A mezzogiorno ci viene
distribuito un altro pacchettino di gallettine con una scatoletta di marmellata
ed una frutta sciroppata con un altro bicchiere di aranciata. Li divorai, ma
con una lentezza straordinaria. In ogni boccone, anche piccolo, subivo un
soffocamento, i polmoni ansavano in modo molto accelerato, eppure in queste
condizioni ci difendevamo dagli attacchi del nemico.
Siamo alle ore 16.00, la
respirazione aumenta il suo ritmo; incomincio ad avvertire strane punture per
tutta la vita ad un tratto mi rendo conto che sta succedendo qualcosa. Dei
compagni di bordo danno segni di squilibrio cerebrale, devono situarli in
cuccette legandoli in alto come salami; questi non sono gli unici segni di
squilibrio… Altri componenti dell’equipaggio fanno strani movimenti e
dimostrazioni di irrequietezza; fra breve saremmo diventati tutti pazzi! L’Iride
sarà un manicomio sottomarino.
Il comandante chiese se c’era
ancora ossigeno, la risposta fu negativa, le bombole sono tutte vuote e le
valvole tutte aperte. Vidi il comandante prendere una scatola di cerini dalla
tasca, accese un primo un metro dai paioli, incominciò ad abbassare il cerino
acceso, man mano che la fiammella scendeva si rimpiccioliva; arrivato a un
palmo sopra le sue ginocchia, il cerino si spense. Ne accese un altro un po’
più alto del primo, si mantenne come un minuscolo lumicino pronto a morire,
rimise i cerini in tasca, prese una carta e una matita e fece un breve calcolo.

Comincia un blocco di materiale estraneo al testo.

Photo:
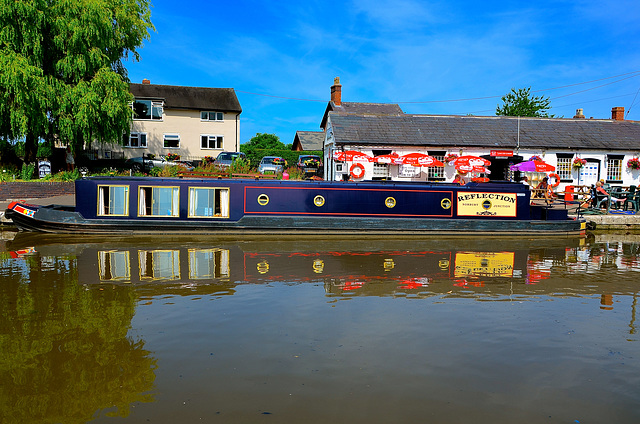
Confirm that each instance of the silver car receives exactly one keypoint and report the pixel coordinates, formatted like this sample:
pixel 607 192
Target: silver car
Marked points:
pixel 146 163
pixel 225 159
pixel 271 165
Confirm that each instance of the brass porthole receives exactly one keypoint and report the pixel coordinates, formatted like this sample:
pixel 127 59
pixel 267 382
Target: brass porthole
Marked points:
pixel 390 202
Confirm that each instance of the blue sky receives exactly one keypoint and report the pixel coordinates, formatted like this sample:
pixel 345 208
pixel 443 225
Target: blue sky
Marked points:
pixel 431 57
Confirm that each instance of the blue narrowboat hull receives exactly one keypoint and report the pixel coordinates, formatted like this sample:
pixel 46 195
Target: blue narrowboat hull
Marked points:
pixel 311 208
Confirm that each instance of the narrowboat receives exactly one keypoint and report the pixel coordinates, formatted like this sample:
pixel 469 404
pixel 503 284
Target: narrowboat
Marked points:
pixel 255 207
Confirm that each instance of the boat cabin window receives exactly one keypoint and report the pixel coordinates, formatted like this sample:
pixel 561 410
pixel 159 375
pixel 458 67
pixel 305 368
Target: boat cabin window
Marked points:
pixel 114 265
pixel 113 200
pixel 207 202
pixel 158 201
pixel 159 264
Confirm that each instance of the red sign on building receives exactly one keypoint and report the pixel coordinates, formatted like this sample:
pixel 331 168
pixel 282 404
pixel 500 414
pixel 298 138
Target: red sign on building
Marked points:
pixel 502 153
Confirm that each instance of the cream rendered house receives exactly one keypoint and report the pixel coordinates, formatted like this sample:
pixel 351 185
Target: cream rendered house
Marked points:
pixel 192 122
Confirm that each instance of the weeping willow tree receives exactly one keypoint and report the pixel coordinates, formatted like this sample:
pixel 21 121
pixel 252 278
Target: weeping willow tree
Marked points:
pixel 61 68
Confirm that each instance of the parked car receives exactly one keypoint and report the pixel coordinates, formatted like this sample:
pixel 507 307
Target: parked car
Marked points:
pixel 271 165
pixel 147 163
pixel 309 164
pixel 225 159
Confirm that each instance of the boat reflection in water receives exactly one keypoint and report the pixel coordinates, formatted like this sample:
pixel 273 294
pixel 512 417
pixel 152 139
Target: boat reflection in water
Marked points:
pixel 391 267
pixel 121 327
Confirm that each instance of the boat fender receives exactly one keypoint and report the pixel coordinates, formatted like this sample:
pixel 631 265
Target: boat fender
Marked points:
pixel 357 171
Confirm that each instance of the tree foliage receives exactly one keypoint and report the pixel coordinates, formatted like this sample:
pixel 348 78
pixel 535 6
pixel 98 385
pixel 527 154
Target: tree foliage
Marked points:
pixel 520 102
pixel 61 70
pixel 259 144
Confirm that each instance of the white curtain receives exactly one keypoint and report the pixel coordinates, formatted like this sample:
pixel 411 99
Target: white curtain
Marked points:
pixel 142 201
pixel 175 204
pixel 224 202
pixel 101 205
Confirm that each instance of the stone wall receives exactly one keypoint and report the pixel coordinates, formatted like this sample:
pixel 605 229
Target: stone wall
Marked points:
pixel 35 189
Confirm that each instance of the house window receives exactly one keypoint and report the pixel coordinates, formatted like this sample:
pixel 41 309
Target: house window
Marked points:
pixel 171 141
pixel 409 171
pixel 136 140
pixel 208 202
pixel 147 110
pixel 564 167
pixel 614 167
pixel 436 173
pixel 113 200
pixel 211 141
pixel 158 201
pixel 211 116
pixel 114 265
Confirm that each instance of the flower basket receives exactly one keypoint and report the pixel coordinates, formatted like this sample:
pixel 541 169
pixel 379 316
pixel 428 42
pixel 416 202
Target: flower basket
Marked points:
pixel 578 163
pixel 634 163
pixel 450 157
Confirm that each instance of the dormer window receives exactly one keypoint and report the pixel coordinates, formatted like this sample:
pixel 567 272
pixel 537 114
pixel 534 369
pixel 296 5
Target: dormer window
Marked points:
pixel 211 116
pixel 147 110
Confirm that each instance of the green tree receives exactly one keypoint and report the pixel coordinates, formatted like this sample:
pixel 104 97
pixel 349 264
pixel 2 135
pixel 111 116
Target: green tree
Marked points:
pixel 520 102
pixel 61 70
pixel 262 145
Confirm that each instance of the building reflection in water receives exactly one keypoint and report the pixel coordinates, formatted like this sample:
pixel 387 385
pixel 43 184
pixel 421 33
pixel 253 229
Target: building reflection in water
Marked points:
pixel 84 297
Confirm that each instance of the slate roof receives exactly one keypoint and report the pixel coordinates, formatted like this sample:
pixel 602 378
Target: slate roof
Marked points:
pixel 485 132
pixel 310 140
pixel 364 108
pixel 180 97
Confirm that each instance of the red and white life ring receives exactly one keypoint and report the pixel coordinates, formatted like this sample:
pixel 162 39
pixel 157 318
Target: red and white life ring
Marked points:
pixel 357 171
pixel 557 177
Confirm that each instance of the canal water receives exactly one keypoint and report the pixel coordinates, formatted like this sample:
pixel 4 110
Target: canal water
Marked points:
pixel 139 330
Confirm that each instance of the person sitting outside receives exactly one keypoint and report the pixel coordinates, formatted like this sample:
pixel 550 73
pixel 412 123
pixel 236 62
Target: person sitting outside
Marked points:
pixel 601 193
pixel 544 190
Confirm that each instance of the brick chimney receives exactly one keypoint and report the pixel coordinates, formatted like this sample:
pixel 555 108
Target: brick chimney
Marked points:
pixel 336 92
pixel 617 114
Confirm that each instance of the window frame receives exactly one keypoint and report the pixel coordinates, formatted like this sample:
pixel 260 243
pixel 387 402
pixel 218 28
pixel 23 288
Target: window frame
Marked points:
pixel 217 138
pixel 564 167
pixel 127 140
pixel 127 194
pixel 153 105
pixel 433 170
pixel 175 198
pixel 164 140
pixel 208 113
pixel 614 168
pixel 224 208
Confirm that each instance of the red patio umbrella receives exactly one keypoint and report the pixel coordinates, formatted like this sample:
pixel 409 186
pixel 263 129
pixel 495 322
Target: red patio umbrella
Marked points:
pixel 533 166
pixel 351 156
pixel 470 161
pixel 473 168
pixel 418 159
pixel 386 158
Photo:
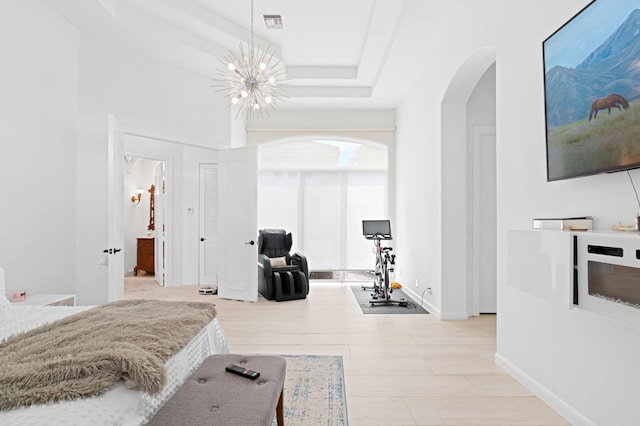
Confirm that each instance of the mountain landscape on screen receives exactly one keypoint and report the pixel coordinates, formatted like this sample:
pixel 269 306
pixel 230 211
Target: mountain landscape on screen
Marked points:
pixel 614 67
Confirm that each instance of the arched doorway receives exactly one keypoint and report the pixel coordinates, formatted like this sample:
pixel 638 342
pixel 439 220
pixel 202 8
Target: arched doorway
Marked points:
pixel 464 248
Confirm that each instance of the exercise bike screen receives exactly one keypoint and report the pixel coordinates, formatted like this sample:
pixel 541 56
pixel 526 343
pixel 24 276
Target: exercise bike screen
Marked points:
pixel 376 229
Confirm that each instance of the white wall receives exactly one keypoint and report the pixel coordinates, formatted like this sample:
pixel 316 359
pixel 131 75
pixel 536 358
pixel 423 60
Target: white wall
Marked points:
pixel 38 108
pixel 595 366
pixel 150 98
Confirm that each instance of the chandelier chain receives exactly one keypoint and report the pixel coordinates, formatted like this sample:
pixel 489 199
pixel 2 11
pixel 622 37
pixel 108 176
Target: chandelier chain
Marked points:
pixel 252 80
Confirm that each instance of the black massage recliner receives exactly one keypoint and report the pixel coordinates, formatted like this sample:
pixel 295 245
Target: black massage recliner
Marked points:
pixel 281 276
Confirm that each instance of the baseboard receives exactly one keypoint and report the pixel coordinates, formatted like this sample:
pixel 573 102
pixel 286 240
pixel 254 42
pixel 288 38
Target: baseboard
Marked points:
pixel 567 411
pixel 425 303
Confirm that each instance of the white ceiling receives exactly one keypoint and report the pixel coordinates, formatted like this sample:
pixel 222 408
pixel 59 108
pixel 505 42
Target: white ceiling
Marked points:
pixel 338 53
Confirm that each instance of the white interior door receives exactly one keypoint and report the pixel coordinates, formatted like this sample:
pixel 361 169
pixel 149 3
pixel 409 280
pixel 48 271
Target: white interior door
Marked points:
pixel 208 218
pixel 115 231
pixel 160 203
pixel 484 220
pixel 238 262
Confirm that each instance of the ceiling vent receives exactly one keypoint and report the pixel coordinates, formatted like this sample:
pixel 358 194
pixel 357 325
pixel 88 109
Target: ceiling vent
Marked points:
pixel 273 22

Si alzò e si fece sostituire dall’ufficiale in seconda; poco dopo ritornò fece
chiamare tutti coloro che non erano ai posti di manovra importanti e gli
ufficiali con i sottoufficiali. Ansimavano tutti e riflettevano sulla
convocazione del comandante.
Notai a colpo d’occhio sul
volto del capitano un pallore straordinario: i suoi occhi da celesti erano
rossi, tremava da capo a piedi, fece diverse prove di parlare, ma nessun suono
uscì articolato dalla sua bocca. Lo vedemmo mettere mano alle tempie, rimase
parecchi minuti in quella posizione come se la sua testa stesse per scoppiare;
pensai subito che si sentisse male o che stesse impazzendo anche lui. Poco dopo
sollevò la testa e il suo volto aveva riacquistato un po’ di colorito, tossì
per schiarirsi la voce, mise una mano in tasca e tirò fuori una pistola carica,
la sollevò sul tavolo e vi poggiò sopra la sua mano destra, tossì nuovamente e
si rivolse a noi:
– “Ragazzi ho da dirvi cose
abbastanza gravi, sono le ore 17:00 e i calcoli che ho fatto per le provviste
d’aria che abbiamo sono tutt’al più di altre otto ore, alle ore 01:00 di
stanotte, per l’Iride, e per noi, ogni cosa sarà finita. Come avete visto non
ci sono vie di uscita, abbiamo tentato tutto! Il nemico sa che abbiamo l’aria
limitata e solo attraverso questo mezzo può cantare la sua vittoria concludendo
la nostra terribile tortura. Io vi chiedo solo, compagni di un medesimo
destino, di rimanere calmi e di attendere la nostra fine. Volendo ci potremmo
salvare, ma andremmo a compromettere il nostro Paese. Io prima di partire da La
Spezia fui chiamato a Roma dove mi fu affidata questa missione segreta, davanti
agli uomini di governo mi assunsi la mia responsabilità e la vostra. Emergendo,
diventeremo loro prigionieri e allo stesso tempo comprometteremo la nostra
Patria, la faccia del nostro Paese, delle nostre famiglie, delle centinaia di
migliaia di nostri fratelli… Che valiamo noi, 32 vite davanti a questa tale
cifra? Noi ci sacrifichiamo per il bene della Patria, il nostro sarà il
sacrificio degli eroi, Viva l’Italia! Viva il Re! Viva il Duce!”
Così concluse il macabro
discorso in fondo al mare il comandante Valerio Dei Principi Borghese, che da
principio parlava con voce fioca e a sbalzi, poi con voce più forte interrotta
dalla difficoltà della respirazione.
Nelle nostre teste
tormentate, quelle parole calarono come piombo fuso; un pensiero fisso
torturava i nostri cervelli: “Dobbiamo morire, bisogna morire!”.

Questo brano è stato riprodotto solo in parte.